The Super Mario Bros Movie, produced in partnership with Universal Pictures and animation studio Illumination, had a record-setting box office opening with $377 million globally. The total set domestic, international, and global box office records – including the biggest opening weekend for a video game adaptation (surpassing Sonic the Hedgehog 2 domestically and Warcraft globally) and toppling Marvel Studios’ Ant-Man and the Wasp: Quantumania as the highest-grossing opening so far in 2023. As of this writing, the film has carried remarkable momentum through its second weekend as well.
It’s also likely just the beginning as Nintendo transforms into a cross-media powerhouse. Long protective of its intellectual property (this is the first on-screen outing for Mario and Luigi in 30 years), there has been a shift of opinion within the company. It is likely that Nintendo will tap into its deep library of intellectual property—and not just for the obvious Mario sequels and spin-offs, such as the long-rumored Donkey Kong standalone movie. Nintendo owns some of the oldest and most beloved franchises in video games, including The Legend of Zelda and Metroid, which can trace their roots back to the original Nintendo Entertainment System in the 1980s.
Even so, Nintendo is a little bit late to the party when it comes to bringing its video game properties to the world of film and television.
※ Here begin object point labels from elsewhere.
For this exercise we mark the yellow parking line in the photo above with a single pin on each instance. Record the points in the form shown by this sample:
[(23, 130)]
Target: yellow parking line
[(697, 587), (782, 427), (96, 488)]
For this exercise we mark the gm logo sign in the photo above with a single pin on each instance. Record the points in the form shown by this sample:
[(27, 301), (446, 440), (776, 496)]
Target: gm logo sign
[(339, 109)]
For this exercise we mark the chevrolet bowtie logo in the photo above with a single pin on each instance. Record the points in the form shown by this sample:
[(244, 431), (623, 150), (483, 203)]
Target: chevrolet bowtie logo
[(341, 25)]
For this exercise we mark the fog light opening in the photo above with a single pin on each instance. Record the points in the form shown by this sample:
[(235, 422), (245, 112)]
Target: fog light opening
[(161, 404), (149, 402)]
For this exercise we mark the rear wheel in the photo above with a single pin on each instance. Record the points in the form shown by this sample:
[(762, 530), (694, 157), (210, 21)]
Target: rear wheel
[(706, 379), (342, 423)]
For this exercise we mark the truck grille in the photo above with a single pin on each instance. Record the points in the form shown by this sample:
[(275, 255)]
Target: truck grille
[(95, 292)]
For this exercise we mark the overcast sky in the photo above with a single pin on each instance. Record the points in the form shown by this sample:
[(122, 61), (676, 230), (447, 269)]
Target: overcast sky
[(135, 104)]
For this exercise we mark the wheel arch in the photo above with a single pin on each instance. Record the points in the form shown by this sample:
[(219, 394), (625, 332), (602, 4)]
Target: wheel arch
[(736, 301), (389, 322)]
Sega’s Sonic the Hedgehog is already two movies in, with a third in development. Sony’s The Last Of Us (HBO Max) and Microsoft’s Halo (Paramount+) have completed successful first seasons and have each been renewed for a second season on their respective platforms. Major video game franchises from 2K Games (Borderlands), Electronic Arts (Mass Effect), and Microsoft’s Bethesda Studios (Fallout), among others, all have live-action adaptations coming to the big or small screen. Even Tetris found its way to streaming with a taut political thriller on Apple TV+.
But, as is typical for Nintendo, where others zig – pursuing live-action screen adaptations – Nintendo zags, focusing on animated content for its franchises. Nintendo may be on to something. Interpret’s VideoWatch data shows that Nintendo fans are more likely to watch and spend more time watching Family / Animated content than PlayStation fans or Xbox Fans. In fact, Animated / Family content is the third most watched type of content for Nintendo fans – trailing only Comedy and Drama.
Animation also allows Nintendo to both tap into nostalgia for older generations while simultaneously bringing in a new, younger audience, and being a perfect family film that had something for everyone. It helped The Super Mario Bros Movie become a true “four-quadrant” tentpole for Nintendo, drawing males and females of all ages. The success in its opening weekend all but guarantees more to come in the budding Nintendo Cinematic Universe.